Civic Engagement, Contested Issues, and Emerging Identities

James S. Lai
  • Choice Outstanding Academic Titles for 2022

Social media provides ethno-racial immigrant groups—especially those who cannot vote due to factors such as lack of citizenship and limited English proficiency—the ability to mobilize and connect around collective issues. Online spaces and discussion forums have encouraged many Asian Americans to participate in public policy debates and take action on social justice issues. This form of digital group activism serves as an adaptive political empowerment strategy for the fastest-growing and largest foreign-born population in America. Asian American Connective Action in the Age of Social Media illuminates how associating online can facilitate and amplify traditional forms of political action.

James Lai provides diverse case studies on contentious topics ranging from affirmative action debates to textbook controversies to emphasize the complexities, limitations, and challenges of connective action that is relevant to all racial groups. Using a detailed multi-methods approach that includes national survey data and Twitter hashtag analysis, he shows how traditional immigrants, older participants, and younger generations create online consensus and mobilize offline to foment political change.

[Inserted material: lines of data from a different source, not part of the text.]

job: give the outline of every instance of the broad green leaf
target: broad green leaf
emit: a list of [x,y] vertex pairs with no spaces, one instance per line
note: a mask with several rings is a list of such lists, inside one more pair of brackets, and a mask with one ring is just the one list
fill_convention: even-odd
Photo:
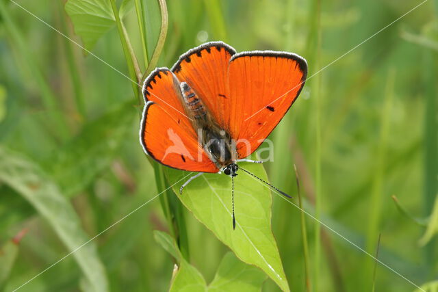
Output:
[[420,239],[420,245],[425,245],[437,233],[438,233],[438,196],[435,198],[433,210],[429,218],[429,222],[426,228],[426,232],[423,237]]
[[83,245],[88,237],[81,227],[77,214],[58,187],[30,159],[3,147],[0,147],[0,181],[29,201],[51,224],[67,250],[74,251],[72,255],[92,291],[107,291],[105,269],[96,246],[94,242]]
[[438,292],[438,281],[426,283],[421,287],[421,289],[415,290],[415,292]]
[[88,50],[116,24],[109,0],[69,0],[66,11]]
[[[119,14],[123,16],[132,7],[131,0],[124,0]],[[66,12],[70,17],[75,32],[87,50],[92,50],[102,36],[116,25],[110,0],[68,0]]]
[[172,255],[177,261],[181,261],[181,253],[175,246],[175,241],[168,234],[159,230],[154,230],[153,237],[162,247]]
[[131,103],[125,103],[85,124],[76,137],[50,157],[49,172],[64,195],[81,191],[108,168],[135,117]]
[[[259,164],[243,163],[247,170],[267,181]],[[187,172],[166,168],[169,181],[178,181]],[[203,174],[192,181],[179,195],[184,181],[173,187],[175,194],[196,219],[244,263],[261,268],[283,291],[289,286],[271,231],[270,190],[259,181],[238,172],[235,178],[236,228],[231,221],[231,181],[224,174]]]
[[0,290],[8,279],[18,253],[18,246],[12,240],[8,241],[0,249]]
[[259,269],[239,261],[232,252],[222,260],[209,291],[259,291],[268,277]]
[[120,15],[120,17],[125,16],[126,14],[131,11],[132,8],[133,7],[133,2],[132,0],[123,0],[122,4],[120,4],[120,8],[118,10],[118,13]]
[[232,252],[222,260],[211,283],[207,287],[201,274],[181,256],[175,240],[167,233],[154,231],[154,237],[178,262],[170,291],[259,291],[266,276],[258,268],[239,261]]

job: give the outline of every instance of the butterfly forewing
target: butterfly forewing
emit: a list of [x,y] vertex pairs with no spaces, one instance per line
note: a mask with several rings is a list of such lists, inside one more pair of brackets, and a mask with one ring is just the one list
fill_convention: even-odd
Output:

In doing so, Lai provides a nuanced glimpse into the multiple ways connective action takes shape within the Asian American community.

Reviews

“In Asian American Connective Action in the Age of Social Media , James Lai convincingly shows why he is a leading scholar on Asian American and ethnic politics. Exploring the causal linkage between social media use and offline political mobilization in the immigrant-majority community, Lai breaks new ground in studying Asian American political behavior by combining case studies and elite interviews with Twitter hashtag analysis. Smartly labeling it as connective action, Lai argues that this relatively new form of political action has afforded the largely foreign-born and politically marginalized population a new tool to influence policy and politics.”
Pei-te Lien, Professor of Political Science and of Asian American Studies, Feminist Studies, and Black Studies at the University of California, Santa Barbara, and author of The Making of Asian America through Political Participation

"Lai finds that Asian Americans have used social media to mobilize swiftly and effectively, overcoming barriers to political participation that might otherwise pose major stumbling blocks to largely immigrant populations.... Lai’s case studies examine both conservative and liberal causes, deftly expanding understanding of the political diversity of Asian Americans. Students will be fascinated to see how media familiar to them can be politically potent and how important timing is.... This work is a major contribution to the understanding of political participation, new media, and racial and ethnic studies. Summing Up: Highly recommended."
Choice

"Lai does a remarkable job of encouraging the reader to focus on understanding how connective action played a role for Asian Americans on either side of the dividing line.... (F)or those who are interested in better understanding the broadening landscape of Asian American activism—both progressive and conservative strands—and the ways that they utilize social media for activist purposes, Lai’s book is a fruitful and extensive starting point."
Mobilization

"(A)n informative, detailed portrait of the many complicated layers that characterize Asian American politics in the twenty-first century.... One of the most useful resources that can be taken from this book is the collection of six case studies of recent political activism exercised by Asian Americans.... Lai uses these cases to help readers better understand the complex modes in which Asian Americans have entered political debates on racial justice in recent years."
Perspectives on Politics

"Lai’s Asian American Connective Action in the Age of Social Media advances (Pei-te) Lien’s groundbreaking insight by showing how social media has created greater opportunities for both pan-Asian American alliances and intra-Asian divides.... Drawing on interviews, hash tag analyses, media reports, and other documents, Lai’s case studies document how a high level of digital connectivity among Asian Americans has enabled them to overcome many hurdles to political mobilization."
Political Science Quarterly

About the Author(s)

James S. Lai is a Professor in the Ethnic Studies Department at Santa Clara University with a courtesy appointment in the Department of Political Science. He is the author of Asian American Political Action: Suburban Transformations and coeditor of Asian American Politics: Law, Participation, and Policy.